Understanding why a machine learning model makes a certain prediction can be as crucial as the prediction’s accuracy in many applications. Here l will present a unified approach to explain the output of any machine learning model. It connects game theory with local explanations, uniting many previous methods. I will then focus specifically on tree-based models, such as random forests and gradient boosted trees, where we have developed the first polynomial time algorithm to exactly compute classic attribution values from game theory. Based on these methods we have created a new set of tools for understanding both global model structure and individual model predictions. These methods were motivated by specific problems we faced in medical machine learning, and they significantly improve doctor decision support during anesthesia. However, these explainable machine learning methods are not specific to medicine, and are now used by researchers across many domains.
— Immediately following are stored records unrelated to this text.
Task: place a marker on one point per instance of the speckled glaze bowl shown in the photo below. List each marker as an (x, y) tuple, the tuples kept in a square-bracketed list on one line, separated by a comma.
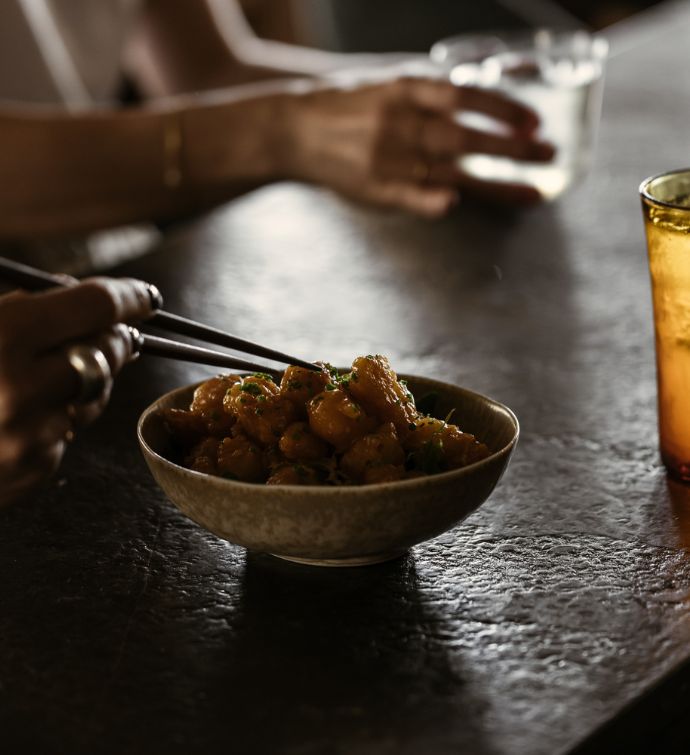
[(338, 526)]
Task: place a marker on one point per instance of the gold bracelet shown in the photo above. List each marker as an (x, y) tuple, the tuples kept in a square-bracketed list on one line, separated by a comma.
[(172, 151)]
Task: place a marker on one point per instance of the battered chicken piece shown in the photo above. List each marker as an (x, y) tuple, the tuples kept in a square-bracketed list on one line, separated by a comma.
[(337, 419), (239, 458), (208, 403), (261, 411), (300, 385), (316, 428), (436, 446), (369, 455), (377, 388), (299, 443), (323, 472)]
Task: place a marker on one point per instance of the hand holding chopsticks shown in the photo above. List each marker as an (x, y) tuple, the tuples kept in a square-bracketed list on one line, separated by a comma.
[(33, 279)]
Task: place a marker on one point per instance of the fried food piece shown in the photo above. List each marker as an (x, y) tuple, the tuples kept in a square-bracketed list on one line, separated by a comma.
[(260, 409), (299, 385), (436, 446), (204, 456), (339, 420), (377, 388), (367, 456), (298, 443), (208, 404), (185, 427), (240, 458), (323, 472)]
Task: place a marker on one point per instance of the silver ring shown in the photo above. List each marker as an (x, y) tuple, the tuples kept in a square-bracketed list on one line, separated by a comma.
[(93, 370)]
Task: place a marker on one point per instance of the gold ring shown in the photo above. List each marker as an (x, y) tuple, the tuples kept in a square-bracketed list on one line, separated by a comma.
[(421, 171), (71, 434), (93, 371)]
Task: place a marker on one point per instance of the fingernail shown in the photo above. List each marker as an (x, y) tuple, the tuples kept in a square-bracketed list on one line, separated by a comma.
[(546, 150), (137, 342), (155, 296)]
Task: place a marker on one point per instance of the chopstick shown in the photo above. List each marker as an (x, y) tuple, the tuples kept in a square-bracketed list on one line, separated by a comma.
[(164, 347), (35, 280)]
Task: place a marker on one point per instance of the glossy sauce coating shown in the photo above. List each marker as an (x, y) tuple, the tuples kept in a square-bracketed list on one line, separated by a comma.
[(317, 428)]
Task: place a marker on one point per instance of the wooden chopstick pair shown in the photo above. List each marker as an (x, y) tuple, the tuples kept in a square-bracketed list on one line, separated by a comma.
[(32, 279)]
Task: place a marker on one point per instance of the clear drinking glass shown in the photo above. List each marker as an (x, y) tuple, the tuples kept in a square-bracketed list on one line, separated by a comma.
[(558, 74), (666, 209)]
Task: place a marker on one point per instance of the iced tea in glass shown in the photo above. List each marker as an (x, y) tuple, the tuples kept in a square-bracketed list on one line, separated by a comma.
[(666, 208)]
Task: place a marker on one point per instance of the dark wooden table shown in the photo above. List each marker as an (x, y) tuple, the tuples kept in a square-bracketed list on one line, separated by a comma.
[(559, 606)]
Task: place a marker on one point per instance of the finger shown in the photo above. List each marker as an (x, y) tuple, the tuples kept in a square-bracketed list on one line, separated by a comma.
[(519, 148), (443, 97), (51, 380), (428, 202), (57, 316), (436, 95), (438, 135), (501, 193), (418, 168), (497, 105)]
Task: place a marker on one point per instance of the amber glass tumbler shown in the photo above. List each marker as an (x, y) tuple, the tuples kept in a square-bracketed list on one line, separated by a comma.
[(666, 208)]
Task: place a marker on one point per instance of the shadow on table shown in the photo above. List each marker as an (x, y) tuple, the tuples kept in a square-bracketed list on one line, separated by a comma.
[(341, 661)]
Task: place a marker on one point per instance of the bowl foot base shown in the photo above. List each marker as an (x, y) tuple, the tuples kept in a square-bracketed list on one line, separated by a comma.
[(374, 558)]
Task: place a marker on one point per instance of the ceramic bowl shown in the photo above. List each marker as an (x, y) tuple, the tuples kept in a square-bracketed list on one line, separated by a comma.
[(338, 526)]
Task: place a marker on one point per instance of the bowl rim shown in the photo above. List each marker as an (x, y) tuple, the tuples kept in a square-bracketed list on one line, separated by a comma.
[(316, 490)]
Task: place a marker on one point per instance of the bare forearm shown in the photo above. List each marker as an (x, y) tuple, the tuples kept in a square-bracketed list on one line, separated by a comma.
[(64, 174)]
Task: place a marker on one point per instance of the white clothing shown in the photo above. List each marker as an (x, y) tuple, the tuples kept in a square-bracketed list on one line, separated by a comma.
[(69, 53)]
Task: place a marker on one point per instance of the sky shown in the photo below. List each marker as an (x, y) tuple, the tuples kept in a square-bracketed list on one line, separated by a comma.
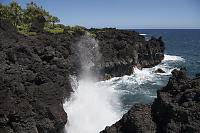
[(123, 14)]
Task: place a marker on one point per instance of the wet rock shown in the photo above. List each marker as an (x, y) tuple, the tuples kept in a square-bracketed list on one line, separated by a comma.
[(38, 24), (175, 110), (160, 71), (34, 72)]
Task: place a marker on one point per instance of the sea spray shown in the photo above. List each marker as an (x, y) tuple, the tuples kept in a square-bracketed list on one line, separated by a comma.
[(141, 86), (90, 108)]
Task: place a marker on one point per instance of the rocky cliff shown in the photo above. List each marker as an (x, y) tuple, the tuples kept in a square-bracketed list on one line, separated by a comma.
[(175, 110), (35, 70), (122, 50)]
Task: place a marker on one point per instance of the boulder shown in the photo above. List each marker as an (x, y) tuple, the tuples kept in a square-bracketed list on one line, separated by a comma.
[(38, 24), (160, 71)]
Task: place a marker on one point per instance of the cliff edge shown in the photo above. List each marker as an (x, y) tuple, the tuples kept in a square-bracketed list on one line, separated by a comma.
[(35, 69)]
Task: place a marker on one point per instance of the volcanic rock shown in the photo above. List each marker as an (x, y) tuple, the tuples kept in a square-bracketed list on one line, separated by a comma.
[(175, 110), (160, 71), (38, 24), (35, 70)]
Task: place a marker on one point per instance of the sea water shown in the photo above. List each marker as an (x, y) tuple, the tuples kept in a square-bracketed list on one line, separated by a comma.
[(95, 105)]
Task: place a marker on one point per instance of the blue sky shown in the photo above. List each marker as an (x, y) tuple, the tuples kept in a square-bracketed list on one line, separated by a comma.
[(132, 14)]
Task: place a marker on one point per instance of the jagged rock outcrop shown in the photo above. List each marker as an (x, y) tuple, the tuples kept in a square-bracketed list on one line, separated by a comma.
[(175, 110), (38, 24), (34, 80), (122, 50), (34, 72)]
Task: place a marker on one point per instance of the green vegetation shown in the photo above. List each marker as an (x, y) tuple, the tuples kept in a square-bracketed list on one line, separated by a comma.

The associated open source software (http://github.com/slundberg/shap (opens in new tab)) supports many modern machine learning frameworks and is very widely used in industry (including at Microsoft).

[SLIDES]

Speaker Details

Scott Lundberg is a PhD candidate and NSF fellow in the Paul G. Allen School of Computer Science & Engineering at the University of Washington working with Su-In Lee. His research focuses on explainable machine learning and its application to problems in medicine and healthcare. This has led to the development of broadly applicable methods and tools for interpreting complex machine learning models. Before coming to UW he received his B.S and M.S from Colorado State University, and worked as a research scientist for five years with Numerica Corporation.